If you’ve ever sipped from a bottle of Tsingtao, China’s most famous beer, a glance at the city’s pier ought to conjure up a strange sense of familiarity–of course, the pier is on the label. The Tsingtao brewery made its first beer back in 1903. The beer is said to get its crisp taste from the spring water that bubbles forth from Laoshan, a scenic mountain and popular hiking spot north of the city. The best place in town to drink it is at the source – the Tsingtao Beer Museum on the site of the original Tsingtao brewery; a tour through the original redbrick buildings includes multiple tastings and a dash through the “drunken house” built at angles designed to make you dizzy.
By the Sea
A hundred and ten years after the arrival of the Germans, the eyes of the world turned to Qingdao as the host of the Olympic Sailing Regatta for the Beijing Games in 2008. Today, the Olympic Sailing Centre stands out as the jewel in the crown of Fushan Bay, formerly an industrial shipyard and now the gleaming home of Qingdao’s new central business district – futuristic towers and malls framed against a postcard-perfect bathing beach. Here, nestled between Fushan Bay and the luxurious lanes of Badaguan, China’s answer to Beverley Hills, sits Shangri-La Hotel, Qingdao, one of the city’s most elegant and long-standing hotels.
A perfect Qingdao day begins in the Shangri-La Executive Lounge sitting atop the new Valley Wing, where floor-to-ceiling windows frame the azure Yellow Sea between buildings. Breakfast comes with a twist: eggs lightly scrambled with local clams, courtesy of Executive Chef Rolando. In the evenings, Chef Rolando, a native of Milan, presides over Da Vinci Restaurant, building on the seafood theme with his signature grilled sea bass on a velvety slick of squid ink jus – so delicious you’ll be asking for more home-baked bread to mop it all up.

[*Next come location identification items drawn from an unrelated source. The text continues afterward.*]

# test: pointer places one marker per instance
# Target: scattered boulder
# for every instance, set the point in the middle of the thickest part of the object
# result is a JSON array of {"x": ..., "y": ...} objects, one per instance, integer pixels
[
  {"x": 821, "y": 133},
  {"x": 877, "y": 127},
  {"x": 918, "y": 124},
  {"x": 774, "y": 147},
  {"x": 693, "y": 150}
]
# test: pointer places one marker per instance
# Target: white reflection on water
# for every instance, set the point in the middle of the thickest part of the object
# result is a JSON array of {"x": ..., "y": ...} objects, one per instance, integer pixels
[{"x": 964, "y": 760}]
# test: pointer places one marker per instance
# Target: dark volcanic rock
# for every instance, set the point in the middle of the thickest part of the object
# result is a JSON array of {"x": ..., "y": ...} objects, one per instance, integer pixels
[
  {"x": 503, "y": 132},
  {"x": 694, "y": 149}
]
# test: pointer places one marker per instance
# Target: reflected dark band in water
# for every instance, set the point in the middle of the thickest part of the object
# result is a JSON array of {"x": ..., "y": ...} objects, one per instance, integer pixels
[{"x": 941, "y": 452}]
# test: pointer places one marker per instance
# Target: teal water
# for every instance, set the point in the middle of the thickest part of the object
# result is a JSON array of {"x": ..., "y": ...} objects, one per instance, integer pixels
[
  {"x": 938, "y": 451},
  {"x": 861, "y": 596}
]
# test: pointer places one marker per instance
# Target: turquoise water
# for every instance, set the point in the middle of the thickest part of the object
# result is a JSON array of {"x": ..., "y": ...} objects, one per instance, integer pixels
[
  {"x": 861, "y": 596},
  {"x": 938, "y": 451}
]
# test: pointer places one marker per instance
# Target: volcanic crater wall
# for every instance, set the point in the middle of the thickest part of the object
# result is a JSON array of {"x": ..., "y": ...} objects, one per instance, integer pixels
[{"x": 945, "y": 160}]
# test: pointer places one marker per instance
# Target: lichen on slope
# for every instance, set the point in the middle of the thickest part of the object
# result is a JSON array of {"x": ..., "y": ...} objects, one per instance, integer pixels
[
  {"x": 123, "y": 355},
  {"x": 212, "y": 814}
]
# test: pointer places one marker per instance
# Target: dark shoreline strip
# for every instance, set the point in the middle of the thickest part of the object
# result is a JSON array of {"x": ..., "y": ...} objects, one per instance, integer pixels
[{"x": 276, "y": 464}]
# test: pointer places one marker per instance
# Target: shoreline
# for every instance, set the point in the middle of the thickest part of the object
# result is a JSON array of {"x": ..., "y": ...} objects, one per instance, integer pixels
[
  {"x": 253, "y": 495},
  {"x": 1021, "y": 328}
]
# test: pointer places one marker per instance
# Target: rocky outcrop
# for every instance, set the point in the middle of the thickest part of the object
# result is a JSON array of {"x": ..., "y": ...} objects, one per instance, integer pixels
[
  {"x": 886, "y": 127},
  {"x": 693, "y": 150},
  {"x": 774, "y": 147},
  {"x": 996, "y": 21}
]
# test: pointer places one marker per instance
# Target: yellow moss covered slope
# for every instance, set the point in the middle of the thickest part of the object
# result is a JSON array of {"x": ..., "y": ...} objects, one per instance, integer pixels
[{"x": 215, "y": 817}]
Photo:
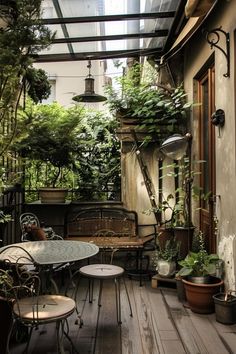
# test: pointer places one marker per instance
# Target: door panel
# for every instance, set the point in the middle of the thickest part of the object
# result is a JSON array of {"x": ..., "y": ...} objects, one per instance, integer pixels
[{"x": 206, "y": 89}]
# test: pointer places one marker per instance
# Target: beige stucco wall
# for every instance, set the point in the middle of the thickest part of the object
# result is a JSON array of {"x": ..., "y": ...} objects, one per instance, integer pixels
[
  {"x": 134, "y": 192},
  {"x": 197, "y": 53}
]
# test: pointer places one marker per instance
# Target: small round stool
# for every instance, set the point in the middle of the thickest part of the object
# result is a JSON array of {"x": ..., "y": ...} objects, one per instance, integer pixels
[{"x": 103, "y": 272}]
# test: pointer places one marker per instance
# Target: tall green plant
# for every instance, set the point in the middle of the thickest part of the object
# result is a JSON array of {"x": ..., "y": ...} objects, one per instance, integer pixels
[
  {"x": 153, "y": 105},
  {"x": 70, "y": 147},
  {"x": 20, "y": 40}
]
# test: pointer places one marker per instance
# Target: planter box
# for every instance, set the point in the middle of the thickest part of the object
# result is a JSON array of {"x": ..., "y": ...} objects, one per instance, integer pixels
[{"x": 52, "y": 195}]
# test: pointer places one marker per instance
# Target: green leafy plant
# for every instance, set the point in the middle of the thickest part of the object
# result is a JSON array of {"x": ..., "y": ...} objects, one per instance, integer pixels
[
  {"x": 39, "y": 85},
  {"x": 21, "y": 39},
  {"x": 156, "y": 108},
  {"x": 169, "y": 251},
  {"x": 6, "y": 283},
  {"x": 69, "y": 147},
  {"x": 199, "y": 264}
]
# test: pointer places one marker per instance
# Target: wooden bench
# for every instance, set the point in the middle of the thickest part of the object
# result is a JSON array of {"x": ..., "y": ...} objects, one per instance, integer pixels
[{"x": 109, "y": 227}]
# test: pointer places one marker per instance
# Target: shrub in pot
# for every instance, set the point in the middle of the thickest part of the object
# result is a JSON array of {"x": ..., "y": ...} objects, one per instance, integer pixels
[
  {"x": 200, "y": 283},
  {"x": 166, "y": 257}
]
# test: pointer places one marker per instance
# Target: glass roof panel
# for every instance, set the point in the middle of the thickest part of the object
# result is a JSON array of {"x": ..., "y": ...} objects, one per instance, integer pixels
[{"x": 87, "y": 27}]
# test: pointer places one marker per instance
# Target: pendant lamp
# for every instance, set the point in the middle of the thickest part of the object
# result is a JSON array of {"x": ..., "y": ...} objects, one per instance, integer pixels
[{"x": 89, "y": 95}]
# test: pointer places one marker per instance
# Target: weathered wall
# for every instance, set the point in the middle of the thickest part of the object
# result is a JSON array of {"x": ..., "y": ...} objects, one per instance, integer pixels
[
  {"x": 134, "y": 192},
  {"x": 197, "y": 52}
]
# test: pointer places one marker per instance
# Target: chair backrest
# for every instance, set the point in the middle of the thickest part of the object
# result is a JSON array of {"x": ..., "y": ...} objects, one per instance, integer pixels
[{"x": 27, "y": 220}]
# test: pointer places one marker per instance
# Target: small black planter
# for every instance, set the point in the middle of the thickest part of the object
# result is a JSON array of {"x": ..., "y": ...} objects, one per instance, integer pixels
[{"x": 225, "y": 309}]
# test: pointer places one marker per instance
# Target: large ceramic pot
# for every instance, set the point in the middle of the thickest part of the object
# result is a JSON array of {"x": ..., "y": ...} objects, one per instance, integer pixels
[{"x": 200, "y": 296}]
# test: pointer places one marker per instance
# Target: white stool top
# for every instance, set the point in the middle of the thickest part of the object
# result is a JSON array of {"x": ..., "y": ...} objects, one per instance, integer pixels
[{"x": 101, "y": 271}]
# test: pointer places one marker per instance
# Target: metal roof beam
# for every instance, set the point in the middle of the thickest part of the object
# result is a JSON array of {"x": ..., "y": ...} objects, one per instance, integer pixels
[
  {"x": 158, "y": 33},
  {"x": 45, "y": 58},
  {"x": 105, "y": 18}
]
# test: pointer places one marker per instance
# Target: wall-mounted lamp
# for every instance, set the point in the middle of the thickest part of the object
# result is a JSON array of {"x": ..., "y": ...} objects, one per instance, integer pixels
[
  {"x": 213, "y": 38},
  {"x": 218, "y": 118},
  {"x": 89, "y": 95}
]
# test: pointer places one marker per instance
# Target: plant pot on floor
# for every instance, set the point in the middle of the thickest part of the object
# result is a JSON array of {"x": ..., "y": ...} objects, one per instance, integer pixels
[
  {"x": 200, "y": 296},
  {"x": 225, "y": 308},
  {"x": 165, "y": 268},
  {"x": 6, "y": 324},
  {"x": 52, "y": 195}
]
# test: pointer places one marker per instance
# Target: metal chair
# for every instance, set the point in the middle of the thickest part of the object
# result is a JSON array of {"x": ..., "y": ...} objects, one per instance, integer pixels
[
  {"x": 31, "y": 229},
  {"x": 32, "y": 309}
]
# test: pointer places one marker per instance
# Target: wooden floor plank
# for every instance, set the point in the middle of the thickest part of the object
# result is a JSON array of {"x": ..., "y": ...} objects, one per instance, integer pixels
[
  {"x": 163, "y": 325},
  {"x": 108, "y": 334},
  {"x": 160, "y": 325},
  {"x": 198, "y": 332},
  {"x": 130, "y": 333}
]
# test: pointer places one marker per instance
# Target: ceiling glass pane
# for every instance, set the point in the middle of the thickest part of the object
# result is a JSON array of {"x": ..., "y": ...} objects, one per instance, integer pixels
[{"x": 84, "y": 26}]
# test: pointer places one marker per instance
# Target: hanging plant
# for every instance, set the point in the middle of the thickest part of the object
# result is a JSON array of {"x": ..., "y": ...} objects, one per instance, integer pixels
[{"x": 39, "y": 86}]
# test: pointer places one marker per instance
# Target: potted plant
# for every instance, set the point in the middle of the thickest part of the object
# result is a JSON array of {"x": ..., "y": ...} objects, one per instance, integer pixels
[
  {"x": 6, "y": 283},
  {"x": 141, "y": 105},
  {"x": 197, "y": 272},
  {"x": 166, "y": 257},
  {"x": 225, "y": 307}
]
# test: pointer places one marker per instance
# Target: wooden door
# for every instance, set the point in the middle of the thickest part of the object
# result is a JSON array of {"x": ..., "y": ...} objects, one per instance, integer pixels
[{"x": 206, "y": 93}]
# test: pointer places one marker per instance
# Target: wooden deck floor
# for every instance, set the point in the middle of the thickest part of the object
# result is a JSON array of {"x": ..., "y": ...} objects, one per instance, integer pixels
[{"x": 160, "y": 324}]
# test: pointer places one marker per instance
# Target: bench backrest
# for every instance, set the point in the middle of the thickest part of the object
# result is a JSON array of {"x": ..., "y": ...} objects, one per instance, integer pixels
[{"x": 89, "y": 221}]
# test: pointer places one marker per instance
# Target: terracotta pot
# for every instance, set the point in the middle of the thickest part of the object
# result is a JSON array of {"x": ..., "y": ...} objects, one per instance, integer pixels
[
  {"x": 6, "y": 324},
  {"x": 200, "y": 296},
  {"x": 225, "y": 309}
]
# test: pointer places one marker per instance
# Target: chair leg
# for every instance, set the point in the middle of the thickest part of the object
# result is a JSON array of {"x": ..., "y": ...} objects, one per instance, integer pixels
[
  {"x": 100, "y": 292},
  {"x": 127, "y": 293},
  {"x": 118, "y": 307},
  {"x": 66, "y": 334},
  {"x": 28, "y": 341},
  {"x": 59, "y": 332},
  {"x": 90, "y": 291}
]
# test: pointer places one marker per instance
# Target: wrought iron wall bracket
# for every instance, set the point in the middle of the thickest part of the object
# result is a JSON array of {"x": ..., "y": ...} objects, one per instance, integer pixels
[{"x": 213, "y": 38}]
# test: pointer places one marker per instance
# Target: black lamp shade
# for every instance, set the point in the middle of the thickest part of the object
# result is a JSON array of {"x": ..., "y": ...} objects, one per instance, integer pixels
[
  {"x": 175, "y": 146},
  {"x": 89, "y": 95}
]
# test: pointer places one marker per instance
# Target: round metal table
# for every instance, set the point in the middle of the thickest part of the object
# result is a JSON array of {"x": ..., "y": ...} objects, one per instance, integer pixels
[{"x": 48, "y": 252}]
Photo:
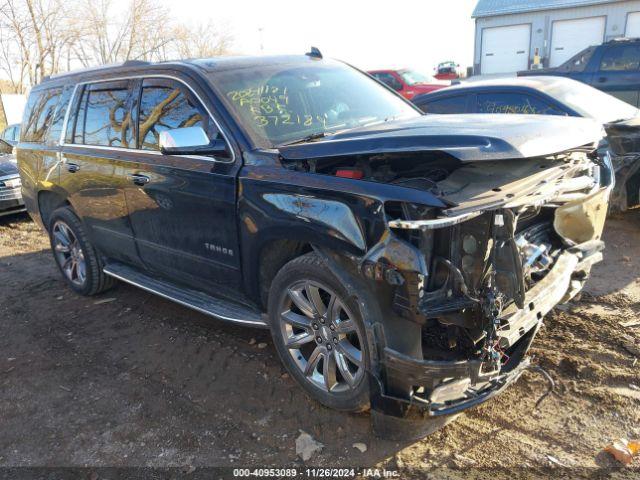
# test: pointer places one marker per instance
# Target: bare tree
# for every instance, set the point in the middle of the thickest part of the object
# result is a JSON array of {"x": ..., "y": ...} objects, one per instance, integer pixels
[
  {"x": 199, "y": 40},
  {"x": 42, "y": 37},
  {"x": 34, "y": 35}
]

Of course, if you just want to keep it simple, his wood-fired pizzas have that rare synergy of char and puff that only an Italian master truly understands.
Seafood is naturally one of the city’s premier attractions, and Shangri-La Hotel, Qingdao is perfectly located for foodies. Mingjiang Lu, home to Qingdao’s finest seafood restaurants, is a five-minute cab ride away. You could choose just about any eatery along the strip, but Yumatou, a well-heeled establishment with rows of live tanks at the entrance, comes recommended. Clams, crabs, shrimp, oysters, squid, scallops, crayfish, lobster and pearlescent fish sold by the jin (500 grams) – the choice is overwhelming. For the quintessential Qingdao experience, order a round of clams fried with chilli, garlic and ginger, which pairs perfectly with a jug of fresh Tsingtao beer. For a Cantonese twist, point at the scallops and ask for them to be served suanrong fensi, meaning steamed lightly with minced garlic and vermicelli noodles. There is no better way to savour this underwater treasure.
Indulgence comes with the territory, but fortunately Qingdao is one of the best cities in the world for strolling. Over 40 kilometres of tree-shaded coastal paths and seafront promenades gird the city, joining the dots between bathing beaches. Be sure to find your way to the lovely Lu Xun Park, named after China’s revered writer and revolutionary, where you can rest beneath pavilions and watch the waves as they crash over rugged reefs. It is the ideal spot to contemplate just how far Qingdao has come in so short a time. Then, well, it's probably time for another Tsingtao beer.